Keeping things practical, our goal is simply to have an effective and predictable ball flight. Evolving from your technical work would determine whether, for you, that is a fade, draw or straight flight. So a calibrate session will be more effective if there is a clear flight you are calibrating towards. The goal of a "low launching draw", for example, gives a nice clear launch window to measure against.


Feedback

Low tech options include a tour stick placed 5m in front of you on the ball to target line, giving clear feedback about the height and direction the ball launched at. Impact spray and feel could give you impact location. Launch monitors that give you club data, is obviously the most accurate feedback. Not only are they telling you what the ball did, but also highlighting which aspect of the club's delivery needs tweaking.


Task progression

In this exercise you are probably going to be mainly hitting your stock full shot, so the progression would be going through different clubs in the bag.

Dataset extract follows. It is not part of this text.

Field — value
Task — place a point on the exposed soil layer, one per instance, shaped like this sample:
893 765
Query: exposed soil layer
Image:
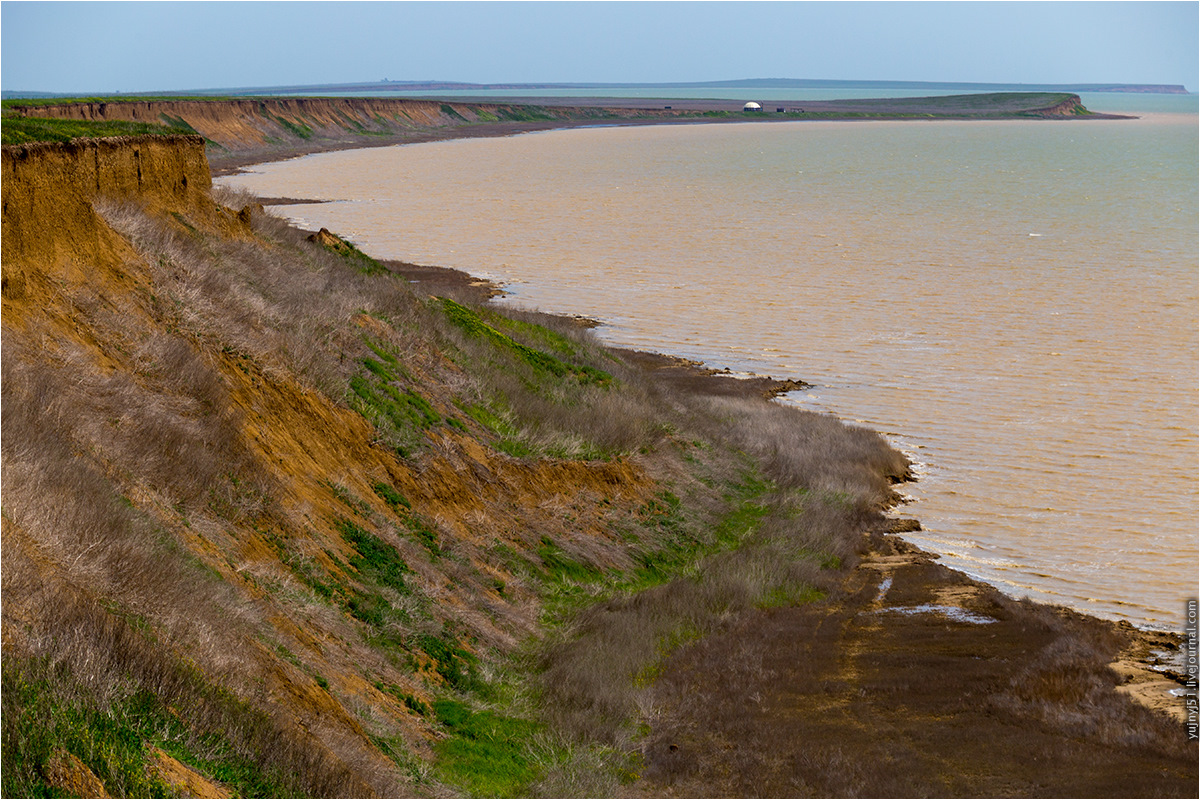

That being said, you can play games with one club to stretch a particular aspect of the flight. If you were trying to improve your striking by launching the ball lower (supported by a later low point, and reduced loft at impact), you could challenge yourself to launch the ball lower and lower. Maybe turn a 22 deg launch with a 7 iron to sub 20 deg, for example.


Process

Warm up with 10 balls, with clear ball flight intent

Pick out which aspect of the flight most needs attention (e.g. trajectory or direction)

Figure out what the club needs to do differently to solve this

Hit shots focusing on this one aspect.

Observe and modify until you are positively influencing it

If successful, you can choose to move your attention to another aspect flight/impact

 

Brain tips


Fine tuning impact requires very selective focus of attention in execution and response. Be patient if you can’t yet achieve all aspects of impact at the same time.